The Panama Papers leak, which detailed the dealings of numerous politicians, businessmen, and other high-ranking officials in offshore banking regimes has caused a worldwide media firestorm.
Calls by institutions such as the Organisation for Economic Co-operation and Development (OECD) for closing tax loopholes and classifying Panama as a “tax haven” for its supposed malfeasances have been the popular response to these developments.
Over the past few years, tax havens have been the whipping boy for many politicians in developed countries who want to rein in these jurisdictions for supposedly fostering tax evasion and other illegal activities.
In reality, the Panama Papers did not reveal anything earth shattering or potentially incriminating about the majority of individuals who turned to Mossack Fonseca for corporate services, nor did they reveal any criminal behavior on the part of Mossack Fonseca.
What Mossack Fonseca did throughout these cases is standard fare for corporate service providers and is perfectly legal.
Tax Havens: In Short
In sum, tax havens refer to certain countries, states, or territories that confer certain advantages in financial and taxation matters – increased financial privacy, friendly levels of taxation, and the ability to incorporate companies under more favorable circumstances.
These places have existed since time immemorial and have served as a viable form of competition among tax jurisdictions, allowing countless international entrepreneurs to set-up their businesses in a cost-effective manner.
However, this useful feature in today’s world economy is often overlooked in contemporary policy debates. The majority of the focus is placed on the need to close these loopholes, enforce more stringent data sharing programs, and curtail the practice of corporate inversion.
The calls for reform are well-intentioned, but one harsh reality is generally ignored: the OECD, which spearheads the campaign against tax havens, is made up of cash-strapped Western governments that are desperate to collect tax revenues in order to finance their unsustainable welfare states.

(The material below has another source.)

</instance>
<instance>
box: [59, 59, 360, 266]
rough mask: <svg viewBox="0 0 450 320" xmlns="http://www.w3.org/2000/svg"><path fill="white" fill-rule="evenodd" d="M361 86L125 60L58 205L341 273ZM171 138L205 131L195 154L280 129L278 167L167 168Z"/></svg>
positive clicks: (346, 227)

For these countries, tax havens represent the latest medium for potential tax plunder.
Enter FATCA
Six years prior to the Panama Papers incident, the U.S. passed the controversial Foreign Account Tax Compliance Act (FATCA) – a law that allows for foreign banks and financial institutions to effectively act as an enforcement arm of the IRS.
Although FATCA is a US law, foreign countries must comply with its provisions. These provisions require all foreign financial institutions to register their organizations with the IRS, and then, agree to hand over all the private financial data of their American clients.
A fiscal imperialism of sorts, the OECD’s endgame is to impose their member country’s tax policies upon countries
If said financial institutions do not comply with FATCA, the US government has the ability to seize 30 percent of the foreign bank’s US earnings through a withholding tax.
Not only does FATCA represent a major violation of the privacy rights of US citizens living abroad, it will also make it more difficult for these same individuals to make a living abroad, as foreign banks will start to drop American customers in order to avoid the costs of FATCA regulations.
In the same token, FATCA has already laid the groundwork for a global data sharing program among governments that will subject the foreign bank accounts of US citizens living abroad to further taxation and possible intrusion.
The OECD’s Gambit
The Panama Papers uproar may just be the necessary catalyst for a robust international data sharing program that will make measures such as FATCA a global standard.
This does not bode well for entrepreneurs and other individuals with international business aspirations. Many individuals could see delicate, private information be shared among governments that are not known for their protection of privacy rights.
Instead of maintaining the traditional model of territorial taxation and repudiating FATCA for its intrusiveness, the OECD sees the latest Panama Papers controversy as a carte blanche to continue the implementation a global tax system on countries that are deemed non-compliant.
A fiscal imperialism of sorts, the OECD’s endgame is to impose their member country’s tax policies upon countries such as Panama, thus subjecting countless foreign individuals and corporations to unjust levels of double taxation.
The campaign to combat tax evasion is merely a front for the true endgame – global taxation on an unprecedented scale.
The Virtues of Competitive Jurisdictions
The ability to bank, set up a savings account, or start up a company wherever an individual decides to should be treated as a fundamental economic right. As long as these individuals operate within the confines the law, governments have no authority to interfere with otherwise peaceful activities.
Luckily, there now exists more competition between governments, as skilled citizens are more mobile than ever. This mobility creates an environment in which governments are incentivized to keep taxes on labor and capital low.
In essence, governments are compelled to compete with each other in order to attract the best capital and labor from across the globe under this type of dynamic.
Competitive tax jurisdictions are veritable lifesavers for the citizens of countries such as Venezuela that must endure crushing inflation and a burdensome regulatory climate. The existence of tax competition provides a viable exit strategy for individuals that are otherwise stuck in unstable economic environments.
Instead of condemning tax havens, OECD countries and the rest of the world, for that matter, should strive to emulate tax havens by implementing tax competition and simple regulatory policies that generate economic growth and attract investment.
Instead of turning to the heavy hand of the state, these governments and their citizens would be best served by tax policies that are easy to follow and do not scare away entrepreneurs.